Jadi, melihat sikap Wayne yang penuh teka-teki, Leonard dapat menyimpulkan bahwa keduanya pasti telah membahas beberapa topik rahasia.
Dia tidak lupa bahwa Mushroomhead sedang merencanakan “acara besar.”
Beberapa hal, begitu diucapkan, menjadi rentan untuk diungkapkan.
Setelah berpikir sejenak, Leonard memutuskan untuk tidak mendesak lebih lanjut.
…
Wayne, melihat ekspresi Leonard yang seolah tahu segalanya, menghela napas lega, merasa tidak perlu mengatakan apa pun lagi.
Namun pada saat yang sama, ia berbisik dengan sedikit kepahitan, “Ah… Mengapa kalian semua memiliki ‘Aku Adalah Dunia’, dan wilayah kekuasaan kalian semuanya begitu tinggi?”
Perasaan bahwa semuanya telah terbongkar—Wayne merasa sudah cukup.
Terakhir kali itu terjadi sekali.
Kali ini, itu terjadi lagi!
Jelas sekali, dia tumbuh dengan perasaan hebat di bawah aura seorang jenius.
Tapi mengapa setiap orang yang dia temui sekarang lebih kuat darinya?
Kebijaksanaannya, yang sangat ia banggakan, langsung redup di hadapan mereka yang telah menguasai Jurus Rahasia Dewa Iblis “Aku Adalah Dunia.”
Situasi pertempuran saat ini tidak memungkinkan penundaan lebih lanjut; setiap detik yang berlalu membawa lebih banyak ketidakpastian.
Leonard mengabaikan keluhan pria itu, berbalik dan berkata, “Baiklah. Aku akan kembali menemuimu nanti.”
Saat dia berbicara, dia menghilang sekali lagi.
“….”
Wayne memutar bola matanya melihat sosok yang menghilang itu.

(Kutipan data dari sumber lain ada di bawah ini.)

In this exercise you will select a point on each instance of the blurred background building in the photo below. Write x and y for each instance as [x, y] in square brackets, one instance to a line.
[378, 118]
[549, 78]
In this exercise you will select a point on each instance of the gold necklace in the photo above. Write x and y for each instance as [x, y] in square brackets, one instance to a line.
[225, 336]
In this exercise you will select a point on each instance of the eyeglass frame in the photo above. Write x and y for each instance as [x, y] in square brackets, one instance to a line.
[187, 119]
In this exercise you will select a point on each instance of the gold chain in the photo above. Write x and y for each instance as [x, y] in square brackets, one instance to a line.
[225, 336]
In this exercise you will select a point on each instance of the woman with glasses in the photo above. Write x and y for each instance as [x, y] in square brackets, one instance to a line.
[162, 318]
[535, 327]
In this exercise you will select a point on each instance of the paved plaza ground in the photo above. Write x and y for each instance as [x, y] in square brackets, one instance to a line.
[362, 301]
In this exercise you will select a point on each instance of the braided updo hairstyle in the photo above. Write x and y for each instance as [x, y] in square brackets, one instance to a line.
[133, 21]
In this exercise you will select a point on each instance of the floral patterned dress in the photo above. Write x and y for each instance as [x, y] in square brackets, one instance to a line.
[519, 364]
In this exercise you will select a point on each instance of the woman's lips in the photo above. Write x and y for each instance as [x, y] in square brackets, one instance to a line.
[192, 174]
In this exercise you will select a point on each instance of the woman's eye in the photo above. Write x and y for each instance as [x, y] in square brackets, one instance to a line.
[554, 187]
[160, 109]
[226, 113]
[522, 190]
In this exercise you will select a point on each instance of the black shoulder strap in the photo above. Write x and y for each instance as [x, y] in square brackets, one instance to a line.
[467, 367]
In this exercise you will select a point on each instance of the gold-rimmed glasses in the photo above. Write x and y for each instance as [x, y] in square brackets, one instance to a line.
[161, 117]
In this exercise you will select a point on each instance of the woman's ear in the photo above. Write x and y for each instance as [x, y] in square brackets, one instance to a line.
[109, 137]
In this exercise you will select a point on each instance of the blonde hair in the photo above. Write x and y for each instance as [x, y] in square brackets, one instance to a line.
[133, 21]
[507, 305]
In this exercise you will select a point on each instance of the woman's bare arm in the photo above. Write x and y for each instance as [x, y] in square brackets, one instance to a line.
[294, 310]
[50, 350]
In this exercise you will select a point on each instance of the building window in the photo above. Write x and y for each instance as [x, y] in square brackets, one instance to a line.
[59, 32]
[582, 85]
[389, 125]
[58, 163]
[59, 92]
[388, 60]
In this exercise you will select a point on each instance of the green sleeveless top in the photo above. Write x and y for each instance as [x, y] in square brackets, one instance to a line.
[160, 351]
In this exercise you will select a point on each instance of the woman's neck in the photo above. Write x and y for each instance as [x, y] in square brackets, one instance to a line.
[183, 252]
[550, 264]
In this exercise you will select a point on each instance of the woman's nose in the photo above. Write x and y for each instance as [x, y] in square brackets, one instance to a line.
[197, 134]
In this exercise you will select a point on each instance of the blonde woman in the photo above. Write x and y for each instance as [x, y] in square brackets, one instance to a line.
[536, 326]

Metode yang tidak dapat dipahami ini semakin merusak kepercayaan dirinya.
Di belakangnya, Keluarga Abadi Rubah Perak tampak merasakan sesuatu, dan menghiburnya: “Anak itu menggunakan artefak eksternal tingkat tinggi untuk memanipulasi aturan agar menjadi tak terlihat. Kemungkinan itu adalah Artefak Ilahi. Wajar jika kau tidak bisa merasakannya…”
“…”
Mendengar hal itu tidak membantu; sebaliknya, Wayne merasa semakin menarik diri.
Tiga Harta Warisan keluarga White tidak kalah berharganya dengan Relik lainnya. Jadi mengapa dia tidak memiliki satupun dari harta tersebut?
Ah…
Kehancuran, dunia yang menumbuhkan rasa iri hati ini.
Wajah Wayne yang biasanya sangat elegan kini dipenuhi keluhan yang penuh kekesalan.
Sebelumnya, dia bisa dengan mudah mengungguli mereka, jadi mengapa sekarang jaraknya begitu lebar?